Ap is in the interior of A, because it is reachable from within A
Bp is in the exterior of A, because it has access to points outside A
Cp is on the boundary of A, because every neighborhood straddles A and its complement
Dp is in the closure of A, but we cannot determine whether it is on the boundary without more information
The neighborhood characterization of the boundary is exactly this: a point p is a boundary point of A if and only if every open neighborhood of p intersects both A and the complement of A. Interior points have a neighborhood entirely inside A; exterior points have a neighborhood entirely outside A; boundary points are precisely those where no neighborhood can avoid touching both sides. This neighborhood definition is the one that generalizes cleanly to any topological space.
Question 3 True / False
For any set A in a topological space, every point in the interior of A is also in the closure of A.
TTrue
FFalse
Answer: True
The interior of A is a subset of A (it is the largest open set contained in A), and A is a subset of its own closure (since the closure adds limit points to A, never removes them). Therefore, interior(A) ⊆ A ⊆ closure(A). Interior points — those with an open neighborhood contained in A — certainly satisfy the closure condition: their neighborhoods intersect A (trivially, since the neighborhoods lie inside A).
Question 4 True / False
If p is in the closure of A, then p should be an element of A.
TTrue
FFalse
Answer: False
The closure of A consists of A together with all its limit points — points every neighborhood of which intersects A. A limit point of A need not be in A itself. For example, take A = (0, 1) in ℝ. The point 0 is in the closure of A (every neighborhood of 0 intersects (0,1)), but 0 ∉ A. This is precisely why 'closure' adds something: it includes the limit points on the 'edge' of A that A itself may not contain.
Question 5 Short Answer
Explain the duality between the interior and closure operations, and why it means you never need to define both independently.
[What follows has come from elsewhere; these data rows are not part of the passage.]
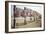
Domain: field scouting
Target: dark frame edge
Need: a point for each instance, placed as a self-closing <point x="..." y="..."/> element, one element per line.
<point x="6" y="17"/>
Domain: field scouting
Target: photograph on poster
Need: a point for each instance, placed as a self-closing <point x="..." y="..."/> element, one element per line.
<point x="25" y="16"/>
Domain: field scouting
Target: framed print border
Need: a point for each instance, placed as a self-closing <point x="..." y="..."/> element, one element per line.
<point x="7" y="14"/>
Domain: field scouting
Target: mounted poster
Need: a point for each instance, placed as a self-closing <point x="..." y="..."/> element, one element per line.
<point x="24" y="16"/>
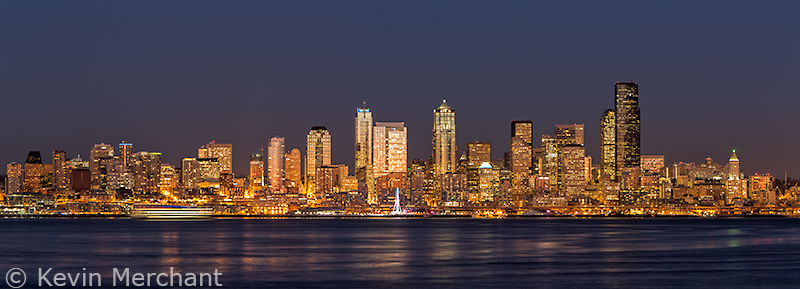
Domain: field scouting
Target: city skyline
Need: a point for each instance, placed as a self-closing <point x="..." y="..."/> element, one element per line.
<point x="711" y="80"/>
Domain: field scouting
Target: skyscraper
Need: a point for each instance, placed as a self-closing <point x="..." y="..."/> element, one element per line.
<point x="223" y="152"/>
<point x="318" y="153"/>
<point x="364" y="164"/>
<point x="34" y="171"/>
<point x="445" y="149"/>
<point x="99" y="152"/>
<point x="570" y="159"/>
<point x="125" y="152"/>
<point x="390" y="153"/>
<point x="293" y="171"/>
<point x="627" y="127"/>
<point x="190" y="173"/>
<point x="522" y="129"/>
<point x="276" y="157"/>
<point x="256" y="178"/>
<point x="147" y="171"/>
<point x="13" y="178"/>
<point x="608" y="147"/>
<point x="478" y="152"/>
<point x="60" y="170"/>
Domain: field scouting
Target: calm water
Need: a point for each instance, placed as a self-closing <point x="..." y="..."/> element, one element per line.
<point x="419" y="253"/>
Think about your answer, then reveal below.
Model answer: The interior of A equals the complement of the closure of the complement of A: int(A) = (cl(Aᶜ))ᶜ. Intuitively, a point is inside A if and only if it is not in the closure of the outside. This algebraic relationship means each operation determines the other: once you know how to compute closures (e.g., as intersections of closed sets), you can compute interiors via complement, and vice versa.
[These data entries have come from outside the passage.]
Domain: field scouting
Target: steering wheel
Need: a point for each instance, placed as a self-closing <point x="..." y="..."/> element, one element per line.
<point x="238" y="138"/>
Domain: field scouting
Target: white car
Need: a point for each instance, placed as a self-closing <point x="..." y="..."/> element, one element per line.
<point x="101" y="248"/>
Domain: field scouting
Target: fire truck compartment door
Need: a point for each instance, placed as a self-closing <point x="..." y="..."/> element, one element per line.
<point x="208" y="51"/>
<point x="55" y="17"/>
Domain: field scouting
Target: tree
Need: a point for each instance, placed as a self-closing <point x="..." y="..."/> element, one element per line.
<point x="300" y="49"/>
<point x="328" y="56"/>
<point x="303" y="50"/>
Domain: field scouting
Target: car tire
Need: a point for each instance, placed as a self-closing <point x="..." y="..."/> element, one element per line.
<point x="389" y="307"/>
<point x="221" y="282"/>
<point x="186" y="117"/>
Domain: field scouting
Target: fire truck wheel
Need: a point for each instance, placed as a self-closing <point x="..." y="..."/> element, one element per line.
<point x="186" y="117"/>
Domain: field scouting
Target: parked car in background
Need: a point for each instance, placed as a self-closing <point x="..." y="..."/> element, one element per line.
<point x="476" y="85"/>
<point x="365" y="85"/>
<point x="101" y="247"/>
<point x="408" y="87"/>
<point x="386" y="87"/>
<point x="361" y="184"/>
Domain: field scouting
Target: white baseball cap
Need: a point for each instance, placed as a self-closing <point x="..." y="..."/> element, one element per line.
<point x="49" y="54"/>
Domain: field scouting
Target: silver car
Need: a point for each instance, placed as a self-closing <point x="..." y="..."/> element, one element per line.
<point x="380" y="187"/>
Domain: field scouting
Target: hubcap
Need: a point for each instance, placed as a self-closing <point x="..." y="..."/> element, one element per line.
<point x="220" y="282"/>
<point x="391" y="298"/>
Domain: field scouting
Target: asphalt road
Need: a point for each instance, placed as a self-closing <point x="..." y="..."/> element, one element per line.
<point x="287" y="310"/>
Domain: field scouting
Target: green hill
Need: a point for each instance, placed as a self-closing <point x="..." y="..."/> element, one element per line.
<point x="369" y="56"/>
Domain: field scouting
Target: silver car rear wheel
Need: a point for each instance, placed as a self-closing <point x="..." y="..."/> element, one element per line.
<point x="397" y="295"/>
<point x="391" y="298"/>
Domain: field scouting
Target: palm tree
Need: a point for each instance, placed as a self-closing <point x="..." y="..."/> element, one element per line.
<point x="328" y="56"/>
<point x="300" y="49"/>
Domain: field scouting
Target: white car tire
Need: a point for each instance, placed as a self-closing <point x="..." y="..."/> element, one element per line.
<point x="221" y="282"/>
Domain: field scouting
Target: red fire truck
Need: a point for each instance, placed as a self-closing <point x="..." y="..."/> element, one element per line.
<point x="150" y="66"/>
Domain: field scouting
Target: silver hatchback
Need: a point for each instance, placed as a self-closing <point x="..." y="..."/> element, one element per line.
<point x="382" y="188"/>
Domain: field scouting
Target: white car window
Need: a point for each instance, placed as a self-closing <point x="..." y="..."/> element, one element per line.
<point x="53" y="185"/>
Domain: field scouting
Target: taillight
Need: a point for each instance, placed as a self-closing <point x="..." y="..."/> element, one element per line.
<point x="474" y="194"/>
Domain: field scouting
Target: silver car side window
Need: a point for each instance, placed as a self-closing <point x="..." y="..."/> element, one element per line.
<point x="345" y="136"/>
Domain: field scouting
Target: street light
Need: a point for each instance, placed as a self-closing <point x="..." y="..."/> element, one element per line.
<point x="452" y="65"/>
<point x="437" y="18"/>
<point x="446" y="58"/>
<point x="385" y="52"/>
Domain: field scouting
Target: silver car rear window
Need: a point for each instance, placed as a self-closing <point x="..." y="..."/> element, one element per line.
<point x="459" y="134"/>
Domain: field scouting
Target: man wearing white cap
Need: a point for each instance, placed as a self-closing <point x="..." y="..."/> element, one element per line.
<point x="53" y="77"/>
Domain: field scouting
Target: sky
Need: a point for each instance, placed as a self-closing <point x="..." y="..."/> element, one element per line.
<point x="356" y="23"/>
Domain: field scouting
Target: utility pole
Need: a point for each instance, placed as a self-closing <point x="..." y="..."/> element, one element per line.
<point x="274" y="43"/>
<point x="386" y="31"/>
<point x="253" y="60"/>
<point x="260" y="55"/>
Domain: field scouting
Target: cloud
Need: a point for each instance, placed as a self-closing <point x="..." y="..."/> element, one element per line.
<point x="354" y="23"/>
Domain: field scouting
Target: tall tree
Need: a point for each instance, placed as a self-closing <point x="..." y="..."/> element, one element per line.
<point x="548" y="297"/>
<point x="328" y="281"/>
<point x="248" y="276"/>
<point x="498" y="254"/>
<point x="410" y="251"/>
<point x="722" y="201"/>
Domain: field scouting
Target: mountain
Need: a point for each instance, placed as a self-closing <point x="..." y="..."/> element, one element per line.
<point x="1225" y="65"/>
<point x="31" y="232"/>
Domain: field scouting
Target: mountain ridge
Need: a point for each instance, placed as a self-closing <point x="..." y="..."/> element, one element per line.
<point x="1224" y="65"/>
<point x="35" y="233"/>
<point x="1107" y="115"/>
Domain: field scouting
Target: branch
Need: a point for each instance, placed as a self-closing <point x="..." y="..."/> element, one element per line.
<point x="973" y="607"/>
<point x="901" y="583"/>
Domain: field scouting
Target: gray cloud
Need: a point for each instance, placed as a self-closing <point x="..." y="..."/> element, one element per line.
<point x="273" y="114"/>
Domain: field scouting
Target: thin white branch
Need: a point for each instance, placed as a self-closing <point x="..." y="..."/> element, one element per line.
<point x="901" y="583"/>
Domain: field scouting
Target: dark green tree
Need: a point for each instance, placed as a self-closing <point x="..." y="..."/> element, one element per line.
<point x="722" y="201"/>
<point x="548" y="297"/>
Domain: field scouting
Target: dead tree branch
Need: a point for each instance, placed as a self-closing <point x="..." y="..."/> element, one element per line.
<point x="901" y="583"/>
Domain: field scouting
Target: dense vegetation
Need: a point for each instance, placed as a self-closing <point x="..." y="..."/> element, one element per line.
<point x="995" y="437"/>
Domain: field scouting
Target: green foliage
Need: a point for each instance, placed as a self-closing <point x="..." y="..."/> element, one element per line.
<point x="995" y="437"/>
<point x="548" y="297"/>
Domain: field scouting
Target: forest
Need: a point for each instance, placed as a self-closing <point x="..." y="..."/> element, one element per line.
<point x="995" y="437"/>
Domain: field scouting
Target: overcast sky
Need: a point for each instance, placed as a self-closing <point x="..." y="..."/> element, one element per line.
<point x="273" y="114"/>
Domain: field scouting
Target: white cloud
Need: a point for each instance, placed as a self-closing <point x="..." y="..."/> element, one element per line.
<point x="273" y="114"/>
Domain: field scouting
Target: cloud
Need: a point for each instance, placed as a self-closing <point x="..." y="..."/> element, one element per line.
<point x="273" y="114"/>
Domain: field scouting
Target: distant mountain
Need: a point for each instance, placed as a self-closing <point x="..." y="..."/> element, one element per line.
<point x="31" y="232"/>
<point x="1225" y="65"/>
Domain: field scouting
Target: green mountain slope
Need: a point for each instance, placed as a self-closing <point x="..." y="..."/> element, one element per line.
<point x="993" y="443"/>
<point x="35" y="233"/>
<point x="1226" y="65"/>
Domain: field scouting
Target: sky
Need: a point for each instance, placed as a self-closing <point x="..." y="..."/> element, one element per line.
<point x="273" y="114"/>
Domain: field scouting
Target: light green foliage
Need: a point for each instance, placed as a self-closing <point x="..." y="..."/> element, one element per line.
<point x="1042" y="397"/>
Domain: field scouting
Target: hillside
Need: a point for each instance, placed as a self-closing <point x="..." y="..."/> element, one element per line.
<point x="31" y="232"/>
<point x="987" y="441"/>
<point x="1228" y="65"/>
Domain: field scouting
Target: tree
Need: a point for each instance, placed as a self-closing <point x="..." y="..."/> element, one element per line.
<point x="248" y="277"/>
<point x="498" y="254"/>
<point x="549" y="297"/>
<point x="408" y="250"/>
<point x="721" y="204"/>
The duality reflects the symmetry between open and closed sets in topology: taking complements swaps open sets for closed sets. Because the interior is the largest open set inside A and the closure is the smallest closed set containing A, and because complements turn open sets into closed sets, the two operations are mirror images of each other. This is why most topology texts define closure axiomatically and derive interior from it.